Vue aérienne des réacteurs nucléaires du site de Hanford, janvier 1960. Image: United States Department of Energy

Lundi, les équipes de pompiers ont réalisé qu'elles ne parviendraient jamais à endiguer l'incendie une fois que celui-ci aurait atteint la base de la crête. À son point le plus haut, Rattlesnake Mountain s'élève à plus de 1000 mètres au-dessus du niveau de la mer. Cette altitude, combinée à des pentes dangereusement raides, auraient empêché les unités de contrôler le feu, même avec l'aide d'avions bombardiers d'eau.

Les soldats du feu ont donc pris une décision radicale : carboniser la montagne eux-mêmes.

« Parfois, on combat le feu par le feu, » explique Marc Hollen, porte-parole de l'équipe de secours, au Tri-City Herald. Hier, les pompiers de Washington ont provoqué un « contre-incendie, » ou incendie programmé, afin d'incinérer par avance tous les matériaux dont le feu de forêt pourrait se nourrir afin de poursuivre sa progression, et à terme, de le contrôler.

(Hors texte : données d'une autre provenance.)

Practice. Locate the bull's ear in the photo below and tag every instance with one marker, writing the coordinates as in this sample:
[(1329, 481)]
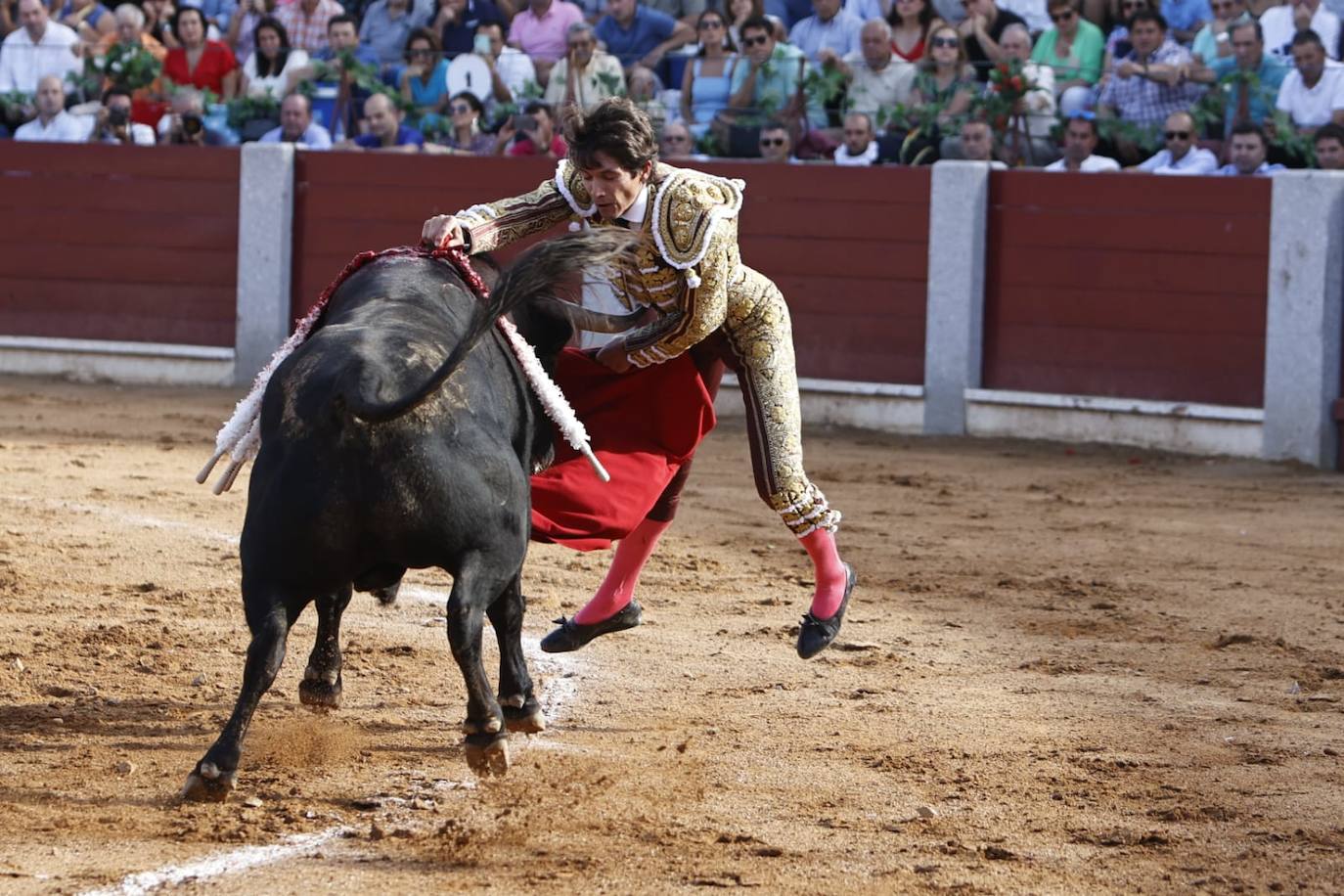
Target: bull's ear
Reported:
[(584, 319)]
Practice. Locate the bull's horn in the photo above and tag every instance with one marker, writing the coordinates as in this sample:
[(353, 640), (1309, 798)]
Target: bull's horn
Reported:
[(210, 465), (589, 320)]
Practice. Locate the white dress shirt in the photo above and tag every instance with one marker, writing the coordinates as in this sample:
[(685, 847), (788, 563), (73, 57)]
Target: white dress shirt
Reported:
[(23, 64), (1315, 107), (64, 128), (867, 157), (1091, 165), (1196, 161)]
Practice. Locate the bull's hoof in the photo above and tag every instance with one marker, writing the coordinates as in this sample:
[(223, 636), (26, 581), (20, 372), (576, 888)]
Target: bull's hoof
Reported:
[(487, 759), (319, 694), (525, 719), (207, 784)]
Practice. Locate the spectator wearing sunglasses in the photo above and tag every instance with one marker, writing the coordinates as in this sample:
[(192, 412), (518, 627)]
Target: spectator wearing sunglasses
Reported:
[(777, 85), (1148, 83), (827, 35), (1117, 42), (1185, 18), (1249, 98), (981, 28), (1285, 22), (1038, 107), (1328, 143), (876, 78), (1314, 93), (1246, 154), (640, 36), (464, 136), (861, 143), (945, 79), (976, 143), (386, 27), (1080, 147), (1073, 50), (676, 143), (424, 82), (776, 144), (1215, 39), (586, 75), (1181, 155), (707, 79)]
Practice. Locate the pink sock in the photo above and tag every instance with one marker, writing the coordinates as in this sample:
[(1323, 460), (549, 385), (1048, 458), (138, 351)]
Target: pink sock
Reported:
[(617, 590), (829, 572)]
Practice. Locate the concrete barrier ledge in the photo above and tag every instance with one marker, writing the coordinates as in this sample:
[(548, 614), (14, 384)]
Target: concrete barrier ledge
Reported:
[(1170, 426), (137, 363)]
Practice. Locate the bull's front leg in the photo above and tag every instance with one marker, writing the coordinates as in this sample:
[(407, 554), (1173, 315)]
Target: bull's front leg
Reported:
[(521, 711), (485, 743), (269, 618), (322, 684)]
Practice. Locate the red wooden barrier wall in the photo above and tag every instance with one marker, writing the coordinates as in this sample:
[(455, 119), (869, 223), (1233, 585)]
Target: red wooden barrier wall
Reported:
[(1128, 287), (118, 244), (847, 247)]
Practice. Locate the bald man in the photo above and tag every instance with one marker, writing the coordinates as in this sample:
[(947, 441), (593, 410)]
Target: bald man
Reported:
[(383, 129), (54, 124), (39, 47)]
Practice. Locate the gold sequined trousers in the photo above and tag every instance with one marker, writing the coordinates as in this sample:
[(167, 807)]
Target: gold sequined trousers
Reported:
[(761, 337)]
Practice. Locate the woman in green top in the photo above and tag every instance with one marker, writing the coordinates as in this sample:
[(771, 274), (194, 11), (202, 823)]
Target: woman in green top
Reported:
[(1074, 49), (945, 78)]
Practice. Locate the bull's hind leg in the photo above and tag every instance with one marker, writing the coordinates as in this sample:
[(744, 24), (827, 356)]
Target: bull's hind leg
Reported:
[(521, 712), (320, 688), (476, 586), (269, 617)]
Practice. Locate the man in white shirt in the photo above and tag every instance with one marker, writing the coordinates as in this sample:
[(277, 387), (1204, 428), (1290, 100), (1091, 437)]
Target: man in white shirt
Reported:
[(54, 124), (859, 147), (1080, 143), (511, 70), (1249, 148), (1314, 93), (297, 125), (832, 29), (586, 75), (1281, 23), (876, 78), (40, 47), (1182, 156), (1038, 107), (977, 143)]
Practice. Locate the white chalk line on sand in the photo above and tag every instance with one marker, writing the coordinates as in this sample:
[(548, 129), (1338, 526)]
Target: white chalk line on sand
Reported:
[(230, 863), (560, 688)]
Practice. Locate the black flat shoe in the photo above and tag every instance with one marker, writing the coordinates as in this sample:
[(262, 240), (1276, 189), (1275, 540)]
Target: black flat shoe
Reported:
[(571, 634), (815, 634)]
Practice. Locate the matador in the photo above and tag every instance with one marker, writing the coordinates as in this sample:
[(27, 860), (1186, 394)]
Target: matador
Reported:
[(687, 266)]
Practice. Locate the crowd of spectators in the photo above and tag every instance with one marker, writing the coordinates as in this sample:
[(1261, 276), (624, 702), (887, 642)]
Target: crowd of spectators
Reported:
[(1164, 86)]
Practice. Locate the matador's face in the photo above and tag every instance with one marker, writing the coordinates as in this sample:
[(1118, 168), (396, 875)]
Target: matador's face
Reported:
[(611, 187)]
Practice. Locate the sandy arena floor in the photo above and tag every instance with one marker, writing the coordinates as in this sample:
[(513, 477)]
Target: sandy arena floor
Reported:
[(1066, 669)]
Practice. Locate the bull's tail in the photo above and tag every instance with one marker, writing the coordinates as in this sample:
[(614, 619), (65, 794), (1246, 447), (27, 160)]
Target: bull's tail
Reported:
[(534, 276)]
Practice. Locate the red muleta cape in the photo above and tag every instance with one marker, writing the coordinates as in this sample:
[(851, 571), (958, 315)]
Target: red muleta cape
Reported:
[(644, 425)]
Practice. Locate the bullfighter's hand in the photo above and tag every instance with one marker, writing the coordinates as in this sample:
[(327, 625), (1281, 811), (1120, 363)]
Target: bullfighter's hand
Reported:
[(442, 230), (611, 356)]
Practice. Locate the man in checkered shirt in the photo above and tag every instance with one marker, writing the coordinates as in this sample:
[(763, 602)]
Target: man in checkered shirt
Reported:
[(1149, 83), (305, 22)]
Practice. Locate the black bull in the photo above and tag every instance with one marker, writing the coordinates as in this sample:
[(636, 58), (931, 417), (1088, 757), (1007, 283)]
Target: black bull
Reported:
[(401, 434)]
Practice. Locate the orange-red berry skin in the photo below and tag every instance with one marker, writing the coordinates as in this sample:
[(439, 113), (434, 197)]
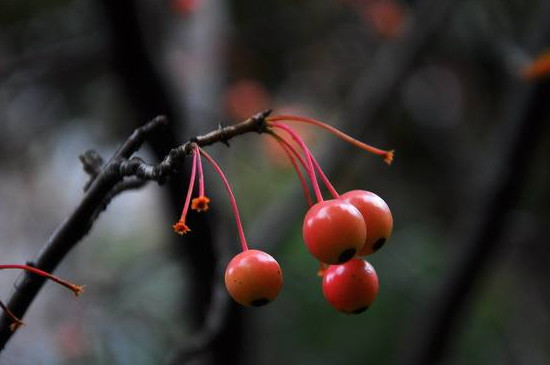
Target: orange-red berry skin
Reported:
[(377, 216), (351, 287), (334, 231), (253, 278)]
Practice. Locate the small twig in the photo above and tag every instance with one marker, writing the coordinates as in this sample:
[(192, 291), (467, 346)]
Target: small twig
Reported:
[(107, 184)]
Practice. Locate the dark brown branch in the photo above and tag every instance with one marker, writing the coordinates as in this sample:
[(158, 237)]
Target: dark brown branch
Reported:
[(104, 188), (526, 113)]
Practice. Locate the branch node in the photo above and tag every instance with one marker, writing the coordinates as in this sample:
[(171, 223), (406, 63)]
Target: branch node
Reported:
[(223, 135), (260, 120)]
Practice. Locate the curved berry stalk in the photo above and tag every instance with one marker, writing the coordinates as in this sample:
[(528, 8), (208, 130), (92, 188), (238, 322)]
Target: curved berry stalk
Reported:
[(386, 155), (253, 277), (309, 164), (16, 322), (333, 230), (180, 227), (214, 164), (76, 289), (293, 155), (200, 204)]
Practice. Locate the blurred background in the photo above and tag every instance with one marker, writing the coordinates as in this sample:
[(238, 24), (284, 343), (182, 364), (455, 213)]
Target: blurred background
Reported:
[(465, 278)]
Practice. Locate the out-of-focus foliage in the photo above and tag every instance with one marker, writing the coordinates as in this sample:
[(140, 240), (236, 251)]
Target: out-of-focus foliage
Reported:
[(60, 95)]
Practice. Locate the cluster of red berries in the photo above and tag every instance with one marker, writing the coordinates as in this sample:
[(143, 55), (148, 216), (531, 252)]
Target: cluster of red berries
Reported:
[(336, 231)]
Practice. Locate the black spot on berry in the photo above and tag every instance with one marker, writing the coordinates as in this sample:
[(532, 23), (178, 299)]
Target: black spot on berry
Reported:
[(346, 255), (259, 302), (378, 244), (360, 310)]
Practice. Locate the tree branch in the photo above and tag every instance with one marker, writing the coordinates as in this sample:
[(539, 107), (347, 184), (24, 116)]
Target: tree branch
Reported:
[(107, 184)]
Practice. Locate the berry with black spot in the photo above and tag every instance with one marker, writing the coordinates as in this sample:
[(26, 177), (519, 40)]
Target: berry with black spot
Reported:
[(334, 231), (377, 216), (351, 287), (253, 278)]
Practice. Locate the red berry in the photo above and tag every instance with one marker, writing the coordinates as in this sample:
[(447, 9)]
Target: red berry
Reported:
[(253, 278), (351, 287), (334, 231), (377, 217)]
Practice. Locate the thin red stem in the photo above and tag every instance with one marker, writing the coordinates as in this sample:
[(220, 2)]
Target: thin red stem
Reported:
[(190, 188), (16, 321), (292, 154), (231, 197), (201, 175), (76, 289), (324, 177), (387, 155), (310, 169)]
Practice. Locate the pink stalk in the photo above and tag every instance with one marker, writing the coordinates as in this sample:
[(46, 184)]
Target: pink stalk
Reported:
[(310, 169), (231, 197), (387, 155), (324, 177), (76, 289), (180, 227), (201, 175), (16, 322), (292, 154)]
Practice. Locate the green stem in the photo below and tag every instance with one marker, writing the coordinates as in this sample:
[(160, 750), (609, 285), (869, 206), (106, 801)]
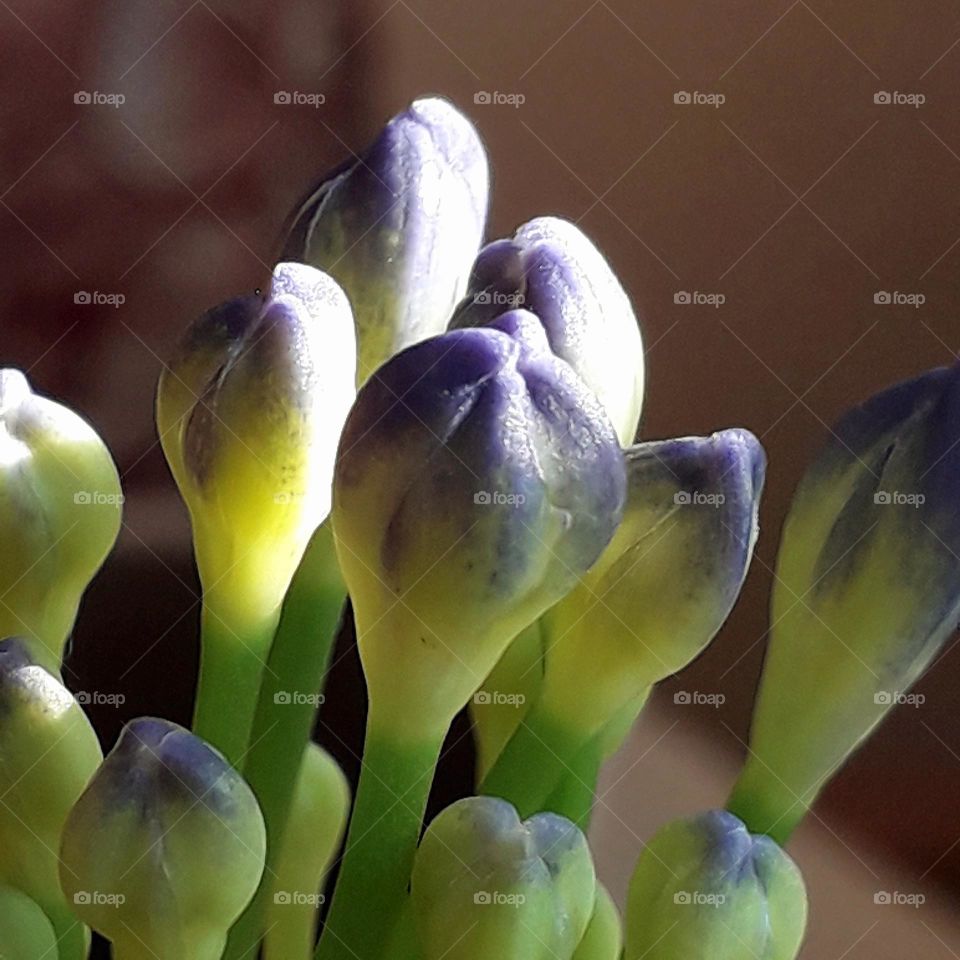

Rattlesnake mountain is on fire! #LIGO #Hanford pic.twitter.com/EMitNfehjQ
— Nutsinee Kijbunchoo (@Gmv2_c4r) 1 août 2016

À première vue, cette pratique semble contre-intuitive. Comment un feu peut-il bien en arrêter un autre ? Aussi improbable que cela paraisse, cette technique est tout à fait sensée, et très efficace. Pour arrêter un feu, il faut le priver de matériaux à brûler. Dans le cas présent, c'est la végétation sèche et buissonnante de Rattlesnake Mountain qui était incriminée.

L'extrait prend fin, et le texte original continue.